As the COVID-19 pandemic continues, it's looking more and more like some districts will stay in remote learning for the rest of the school year.
With that in mind, a Washington lawmaker proposes a bold idea: Give kids a longer break this spring and then send them back to classrooms in the summer.
“I still support summer break, but maybe summer break could be four weeks, maybe it could be six weeks,” said Sen. Brad Hawkins, a Republican who represents the 12th district, in Douglas, Chelan, Grant, and Okanogan counties.
The state requires districts to provide 180 days of learning each school year.
Hawkins, a former school board member and the father of two public school students, published a statement Friday, urging districts to push some of the remaining 180 learning days to the summer months when teachers will have a better chance of being fully vaccinated and COVID-19 cases numbers could be lower.
“Maybe we should think about just cutting our losses a bit,” Hawkins said.
The Office of the Superintendent of Public Instruction has been pushing for more in-class learning and released a statement in response to Hawkins' idea.
"We support creative ideas districts may implement to maximize in-person instruction, consistent with all health and safety protocols," the statement said.

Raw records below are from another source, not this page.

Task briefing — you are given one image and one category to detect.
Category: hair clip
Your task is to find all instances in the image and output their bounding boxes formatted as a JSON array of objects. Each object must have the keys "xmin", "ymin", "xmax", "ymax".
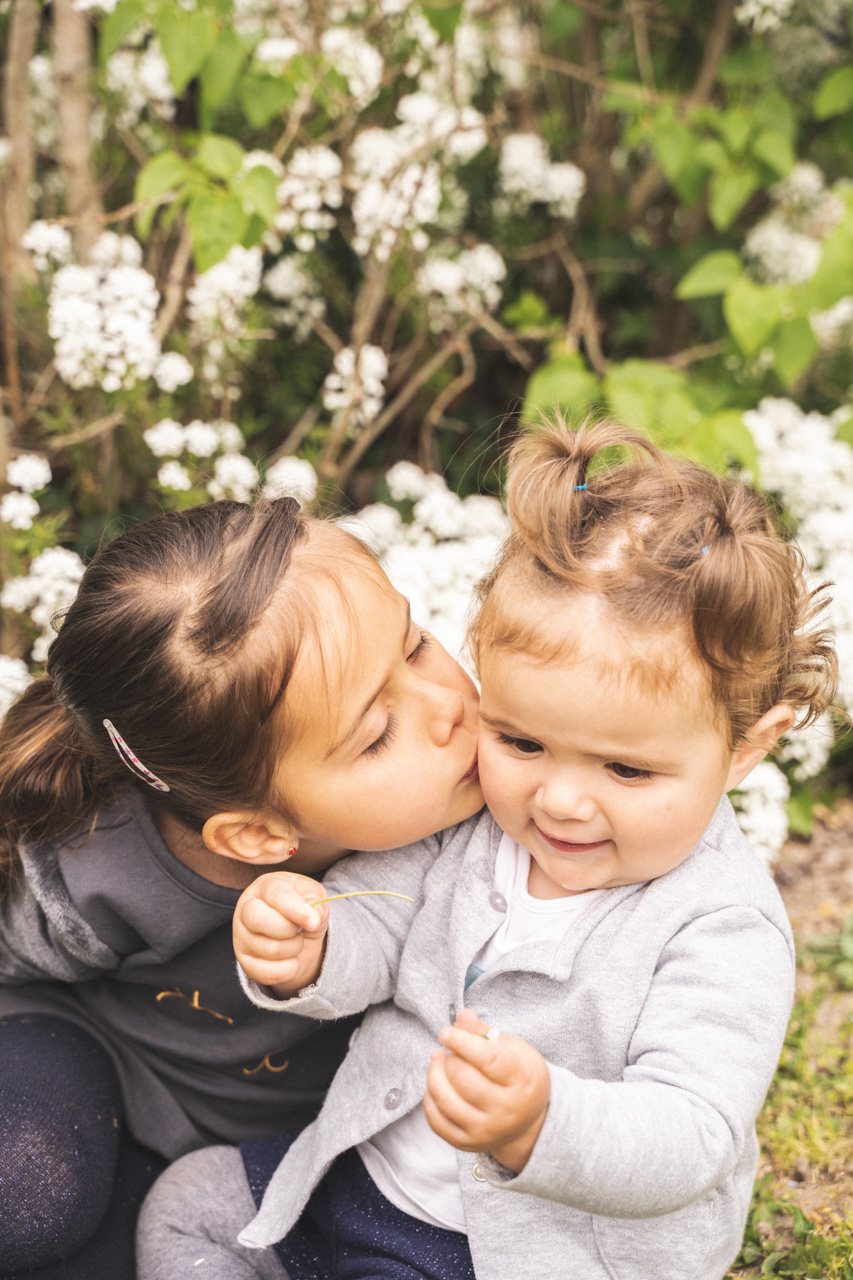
[{"xmin": 104, "ymin": 721, "xmax": 172, "ymax": 791}]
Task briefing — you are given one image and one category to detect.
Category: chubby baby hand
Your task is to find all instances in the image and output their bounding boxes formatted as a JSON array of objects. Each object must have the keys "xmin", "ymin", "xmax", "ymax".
[
  {"xmin": 424, "ymin": 1009, "xmax": 551, "ymax": 1174},
  {"xmin": 233, "ymin": 872, "xmax": 329, "ymax": 997}
]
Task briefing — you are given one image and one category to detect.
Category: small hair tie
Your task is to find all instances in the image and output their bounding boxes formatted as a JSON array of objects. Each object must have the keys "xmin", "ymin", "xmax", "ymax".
[{"xmin": 104, "ymin": 721, "xmax": 172, "ymax": 791}]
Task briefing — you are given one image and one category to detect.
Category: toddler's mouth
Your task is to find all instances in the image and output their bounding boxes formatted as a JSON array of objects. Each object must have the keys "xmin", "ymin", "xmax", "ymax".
[{"xmin": 537, "ymin": 826, "xmax": 610, "ymax": 854}]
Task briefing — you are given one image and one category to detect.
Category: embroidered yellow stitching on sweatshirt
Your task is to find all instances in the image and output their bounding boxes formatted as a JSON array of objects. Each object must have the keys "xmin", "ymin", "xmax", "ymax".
[
  {"xmin": 156, "ymin": 987, "xmax": 234, "ymax": 1027},
  {"xmin": 243, "ymin": 1053, "xmax": 291, "ymax": 1075}
]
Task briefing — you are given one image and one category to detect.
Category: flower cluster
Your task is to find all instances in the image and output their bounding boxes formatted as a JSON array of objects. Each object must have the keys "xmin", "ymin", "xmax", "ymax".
[
  {"xmin": 735, "ymin": 0, "xmax": 794, "ymax": 36},
  {"xmin": 501, "ymin": 133, "xmax": 587, "ymax": 219},
  {"xmin": 323, "ymin": 343, "xmax": 388, "ymax": 426},
  {"xmin": 415, "ymin": 244, "xmax": 506, "ymax": 329},
  {"xmin": 0, "ymin": 453, "xmax": 51, "ymax": 529},
  {"xmin": 0, "ymin": 547, "xmax": 83, "ymax": 662},
  {"xmin": 47, "ymin": 232, "xmax": 160, "ymax": 392}
]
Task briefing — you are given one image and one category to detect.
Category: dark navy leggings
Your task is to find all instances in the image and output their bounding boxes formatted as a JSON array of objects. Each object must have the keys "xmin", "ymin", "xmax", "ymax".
[
  {"xmin": 240, "ymin": 1135, "xmax": 474, "ymax": 1280},
  {"xmin": 0, "ymin": 1014, "xmax": 167, "ymax": 1280}
]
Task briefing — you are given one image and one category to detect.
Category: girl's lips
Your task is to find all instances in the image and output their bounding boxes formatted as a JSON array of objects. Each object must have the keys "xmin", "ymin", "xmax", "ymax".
[
  {"xmin": 460, "ymin": 755, "xmax": 480, "ymax": 782},
  {"xmin": 537, "ymin": 827, "xmax": 610, "ymax": 854}
]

The state and some local districts have been pushing for a return to an in-person classroom. Teachers and some parents have pushed back, asking districts to wait until educators are eligible for the vaccines.
Ultimately the decision to return to in-person learning is up to each local district.

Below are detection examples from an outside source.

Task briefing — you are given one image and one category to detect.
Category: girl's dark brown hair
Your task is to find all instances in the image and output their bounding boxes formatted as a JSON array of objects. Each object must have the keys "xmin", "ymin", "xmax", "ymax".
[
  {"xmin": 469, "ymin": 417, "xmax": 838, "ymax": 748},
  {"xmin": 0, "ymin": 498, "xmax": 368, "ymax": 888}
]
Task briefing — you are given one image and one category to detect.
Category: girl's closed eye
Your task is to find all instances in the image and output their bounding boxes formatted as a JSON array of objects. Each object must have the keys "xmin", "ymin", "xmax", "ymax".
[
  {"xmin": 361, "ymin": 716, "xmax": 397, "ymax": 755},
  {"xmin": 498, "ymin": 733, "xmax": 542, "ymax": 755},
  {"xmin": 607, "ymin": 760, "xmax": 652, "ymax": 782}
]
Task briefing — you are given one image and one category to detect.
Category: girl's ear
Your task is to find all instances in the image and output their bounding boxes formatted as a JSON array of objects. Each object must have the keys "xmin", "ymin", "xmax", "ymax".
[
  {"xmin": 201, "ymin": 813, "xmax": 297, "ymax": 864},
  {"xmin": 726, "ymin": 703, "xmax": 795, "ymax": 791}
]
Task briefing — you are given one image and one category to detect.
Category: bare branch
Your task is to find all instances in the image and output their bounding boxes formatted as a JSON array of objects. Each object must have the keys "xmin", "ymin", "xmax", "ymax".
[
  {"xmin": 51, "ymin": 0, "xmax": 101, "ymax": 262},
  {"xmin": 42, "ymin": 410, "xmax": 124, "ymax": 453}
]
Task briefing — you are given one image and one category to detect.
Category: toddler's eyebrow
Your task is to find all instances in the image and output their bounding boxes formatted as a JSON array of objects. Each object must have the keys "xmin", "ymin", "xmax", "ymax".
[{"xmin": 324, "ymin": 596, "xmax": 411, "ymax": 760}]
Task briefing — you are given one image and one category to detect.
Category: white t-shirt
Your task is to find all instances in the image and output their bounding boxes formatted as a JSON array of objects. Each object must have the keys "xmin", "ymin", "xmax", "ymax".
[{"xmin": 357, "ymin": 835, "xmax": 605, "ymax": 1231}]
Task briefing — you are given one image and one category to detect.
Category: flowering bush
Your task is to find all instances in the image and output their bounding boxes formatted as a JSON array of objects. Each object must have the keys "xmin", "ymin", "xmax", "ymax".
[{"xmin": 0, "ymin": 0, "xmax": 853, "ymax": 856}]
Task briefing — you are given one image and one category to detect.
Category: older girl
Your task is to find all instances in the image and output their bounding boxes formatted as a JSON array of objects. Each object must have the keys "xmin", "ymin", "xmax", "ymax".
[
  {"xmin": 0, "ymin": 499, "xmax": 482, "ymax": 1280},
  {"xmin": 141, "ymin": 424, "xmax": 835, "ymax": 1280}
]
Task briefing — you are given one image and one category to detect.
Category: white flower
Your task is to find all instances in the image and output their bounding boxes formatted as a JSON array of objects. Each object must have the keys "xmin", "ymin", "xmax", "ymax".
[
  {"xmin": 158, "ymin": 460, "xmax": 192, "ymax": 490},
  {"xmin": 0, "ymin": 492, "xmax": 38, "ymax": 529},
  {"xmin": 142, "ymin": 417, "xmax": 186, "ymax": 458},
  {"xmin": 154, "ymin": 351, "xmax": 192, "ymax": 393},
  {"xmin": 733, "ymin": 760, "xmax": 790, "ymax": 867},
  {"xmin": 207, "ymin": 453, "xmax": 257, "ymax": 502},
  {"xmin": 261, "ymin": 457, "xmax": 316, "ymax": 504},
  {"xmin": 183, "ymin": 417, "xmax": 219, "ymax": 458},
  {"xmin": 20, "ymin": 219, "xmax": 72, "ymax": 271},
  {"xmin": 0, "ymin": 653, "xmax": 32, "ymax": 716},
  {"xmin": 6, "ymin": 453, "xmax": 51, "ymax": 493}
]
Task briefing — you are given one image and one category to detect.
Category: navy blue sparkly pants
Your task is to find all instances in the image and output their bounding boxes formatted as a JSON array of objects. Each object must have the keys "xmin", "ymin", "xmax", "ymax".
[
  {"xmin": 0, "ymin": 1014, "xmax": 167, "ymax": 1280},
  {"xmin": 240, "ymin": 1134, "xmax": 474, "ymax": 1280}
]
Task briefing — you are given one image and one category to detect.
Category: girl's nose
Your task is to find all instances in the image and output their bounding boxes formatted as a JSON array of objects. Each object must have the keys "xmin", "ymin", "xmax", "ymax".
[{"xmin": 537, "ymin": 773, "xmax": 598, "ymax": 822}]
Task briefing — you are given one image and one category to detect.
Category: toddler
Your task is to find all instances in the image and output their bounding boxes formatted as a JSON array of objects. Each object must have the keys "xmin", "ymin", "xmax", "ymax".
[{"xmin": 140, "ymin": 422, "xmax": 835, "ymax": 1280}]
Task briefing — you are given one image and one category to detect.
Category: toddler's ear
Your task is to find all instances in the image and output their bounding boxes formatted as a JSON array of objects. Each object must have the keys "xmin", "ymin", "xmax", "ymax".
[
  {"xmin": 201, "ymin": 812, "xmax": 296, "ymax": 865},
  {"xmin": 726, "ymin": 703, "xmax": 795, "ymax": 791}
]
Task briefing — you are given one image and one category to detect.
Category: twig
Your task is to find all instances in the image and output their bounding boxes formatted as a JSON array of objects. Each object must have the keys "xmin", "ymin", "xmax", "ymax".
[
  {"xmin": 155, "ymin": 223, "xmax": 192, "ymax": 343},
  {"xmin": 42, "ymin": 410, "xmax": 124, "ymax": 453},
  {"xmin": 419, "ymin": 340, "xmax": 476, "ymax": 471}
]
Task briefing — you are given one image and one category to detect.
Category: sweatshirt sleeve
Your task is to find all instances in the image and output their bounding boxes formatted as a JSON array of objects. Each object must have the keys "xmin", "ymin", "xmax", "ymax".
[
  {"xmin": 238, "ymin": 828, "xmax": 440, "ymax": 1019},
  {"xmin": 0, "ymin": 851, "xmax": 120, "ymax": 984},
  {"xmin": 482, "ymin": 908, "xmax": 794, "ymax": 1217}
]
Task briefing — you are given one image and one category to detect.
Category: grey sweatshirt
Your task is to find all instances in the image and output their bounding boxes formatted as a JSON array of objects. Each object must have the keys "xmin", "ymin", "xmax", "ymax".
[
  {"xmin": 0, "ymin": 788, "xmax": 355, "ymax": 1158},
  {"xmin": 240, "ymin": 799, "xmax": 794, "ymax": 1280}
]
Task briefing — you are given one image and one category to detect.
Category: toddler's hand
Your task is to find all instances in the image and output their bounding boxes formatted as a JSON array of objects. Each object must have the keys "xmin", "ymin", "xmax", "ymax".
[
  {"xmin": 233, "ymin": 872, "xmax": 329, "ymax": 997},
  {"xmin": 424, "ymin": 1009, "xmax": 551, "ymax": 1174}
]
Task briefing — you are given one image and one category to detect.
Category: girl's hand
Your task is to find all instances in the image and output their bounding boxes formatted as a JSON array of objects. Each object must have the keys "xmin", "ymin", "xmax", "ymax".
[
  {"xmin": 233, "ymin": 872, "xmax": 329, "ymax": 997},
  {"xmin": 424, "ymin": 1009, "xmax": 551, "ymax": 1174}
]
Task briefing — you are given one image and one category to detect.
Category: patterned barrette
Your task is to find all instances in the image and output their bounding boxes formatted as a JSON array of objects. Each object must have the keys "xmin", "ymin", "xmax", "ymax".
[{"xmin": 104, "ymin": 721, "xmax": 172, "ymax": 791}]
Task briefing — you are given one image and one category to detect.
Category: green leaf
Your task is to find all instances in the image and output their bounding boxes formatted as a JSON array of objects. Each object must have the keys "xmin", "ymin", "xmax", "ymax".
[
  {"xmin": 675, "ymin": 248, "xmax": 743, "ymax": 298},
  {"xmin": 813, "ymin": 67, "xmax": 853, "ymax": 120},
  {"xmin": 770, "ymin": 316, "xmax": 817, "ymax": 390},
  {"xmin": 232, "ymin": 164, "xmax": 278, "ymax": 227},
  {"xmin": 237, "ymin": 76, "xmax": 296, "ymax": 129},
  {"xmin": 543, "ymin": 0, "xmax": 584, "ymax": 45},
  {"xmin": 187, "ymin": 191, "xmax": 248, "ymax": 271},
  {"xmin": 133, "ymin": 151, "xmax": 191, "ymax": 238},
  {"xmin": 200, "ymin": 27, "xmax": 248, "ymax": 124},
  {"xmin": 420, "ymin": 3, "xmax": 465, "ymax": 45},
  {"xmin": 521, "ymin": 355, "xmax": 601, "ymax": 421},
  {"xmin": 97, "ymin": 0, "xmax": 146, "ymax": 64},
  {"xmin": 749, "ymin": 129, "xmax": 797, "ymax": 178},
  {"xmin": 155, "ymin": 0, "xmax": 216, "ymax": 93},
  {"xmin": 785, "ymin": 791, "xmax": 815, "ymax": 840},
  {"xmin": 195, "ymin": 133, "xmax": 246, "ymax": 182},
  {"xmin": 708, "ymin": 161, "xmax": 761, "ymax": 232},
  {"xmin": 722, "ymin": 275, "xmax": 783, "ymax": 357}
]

For now, Hawkins’ idea is just that — something for districts to consider.
But he is sponsoring a bill that encourages districts to spread their 180 school days over the entire year, with shorter breaks, a change Hawkins argues would reduce the learning loss kids experience when they are out of school for long stretches.
“Because of this pandemic, I'm really encouraging my legislative colleagues to think big and think differently about some transformational changes for our educational system,” he said.
The Washington Education Association says it has not taken a position on year-round schooling.
“If a district is considering changes in calendar structure, they need to collaborate with their local unions to address the impacts. Districts should also consult with parents and the broader community that might be impacted by the calendar change,” the WEA said in a statement.